Now, a lot of people say it doesn’t matter if you touch gluten when you are gluten sensitive or celiac. However consider this: you brush your hair, you run your hands through it, your lip itches and you rub it — you have just managed to ingest a little gluten. You use lipstick that has gluten in it. The average woman ingests 4 pounds of lipstick throughout her life and therefore you have ingested gluten when you wear it. Anytime you lick your lips and you have any residue of lipstick on there? That goes in your mouth. And so on. It becomes incredibly easy to cross-contaminate yourself.
Any plastic containers that might have contained gluten — and a number of ours did, because Sam ate cookies and carried them in those containers — have a chance of being cross contaminated if they have any cracks or scratches. A lot of ours did. Any porous plates, trays, or serve ware used for gluten foods have a chance of being cross contaminated. Any wooden implements or cutting boards that have touched gluten, are sure to be cross contaminated. Any pots or pans that have scratches in them, or any chips, have a good chance of being cross contaminated.
We also had to find grain free food for the cats, both wet and dry. And I bought new plates for their food, and new trays to set the plates on. I actually found something called whisker fatigue plates — they’re bowls that are wide and shallow, to prevent whisker fatigue when kitties eat. Apparently this is a real thing and I don’t want the cats’ whiskers hurting.
So our past week has been spent piling things into the car for charity, scrubbing every counter, every cupboard, every dish, and every new thing that we had brought into the house. I gave away every speck of my makeup with the exception of a few things that have not been opened and I know are gluten free. Hair and makeup brushes? Well, my makeup and hair supplies all contained gluten. So, I gave those two friends who likes the brands, did a lot of research, and ordered new makeup and hair supplies that are gluten and nut free.
You see that’s another problem, I have to have nut free products. I can have coconut in the house and use it, but that is not a true tree nut. My histamine intolerance has become so strong that traces of nuts bring on reactions. And all of my bath washes except for three bottles? Contained gluten or nuts. I have a huge stash of bath washes and lotions that I can no longer use. I found a few to replace them, but this hurt. And it’s not just my pocketbook. I loved all these other products, but now I realize that they probably contributed to a number of my unexplained reactions. I’m living in the new normal. And I’m still getting used to this.
The food allergies are no better than they used to be. The histamine intolerance is severe. While histamine intolerance can go into remission, it’s never truly cured and it’s something that I will have to watch constantly. Hopefully when I take enough triggers out of my environment, I will have a lot fewer reactions.
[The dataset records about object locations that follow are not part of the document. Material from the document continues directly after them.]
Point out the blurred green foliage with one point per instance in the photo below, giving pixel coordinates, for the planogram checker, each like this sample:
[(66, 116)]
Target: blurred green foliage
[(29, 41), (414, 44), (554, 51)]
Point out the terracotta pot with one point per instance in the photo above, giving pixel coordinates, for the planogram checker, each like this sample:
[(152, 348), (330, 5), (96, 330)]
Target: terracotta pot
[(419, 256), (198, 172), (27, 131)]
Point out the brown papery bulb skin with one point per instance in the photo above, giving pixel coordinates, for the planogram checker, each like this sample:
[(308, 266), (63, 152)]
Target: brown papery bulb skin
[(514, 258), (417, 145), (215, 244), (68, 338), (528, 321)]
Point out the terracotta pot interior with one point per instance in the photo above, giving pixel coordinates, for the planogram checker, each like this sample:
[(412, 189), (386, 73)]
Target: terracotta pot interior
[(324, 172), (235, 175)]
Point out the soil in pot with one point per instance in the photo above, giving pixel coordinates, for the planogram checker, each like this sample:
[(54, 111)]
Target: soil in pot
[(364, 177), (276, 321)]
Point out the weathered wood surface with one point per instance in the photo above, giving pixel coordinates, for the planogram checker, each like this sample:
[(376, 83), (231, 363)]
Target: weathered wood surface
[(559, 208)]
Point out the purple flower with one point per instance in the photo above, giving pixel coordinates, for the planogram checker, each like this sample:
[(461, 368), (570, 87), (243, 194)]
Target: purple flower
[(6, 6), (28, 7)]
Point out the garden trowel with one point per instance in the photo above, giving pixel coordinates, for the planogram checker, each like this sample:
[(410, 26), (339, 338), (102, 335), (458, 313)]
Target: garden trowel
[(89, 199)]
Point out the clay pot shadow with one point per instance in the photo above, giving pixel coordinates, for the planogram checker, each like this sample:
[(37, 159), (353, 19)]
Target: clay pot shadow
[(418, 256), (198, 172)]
Over the next few months I am going to be doing some reviews of new products that I find that are gluten and nut free. And for me of course, dairy free. I may try some vlogging as well, with my reviews.
I’m going to wrap up this particular blog post right now with the thought: it is an absolute blessing to have a family, or a spouse, who understands your physical disabilities and conditions. And who also take steps to make sure that you feel safe within your own house. I realized today, as we continue our massive cleanout, that I’m already starting to relax a little bit. I won’t have to worry as much, and the friends we have who have similar issues will also be safe in our house. And that, that is vital to me.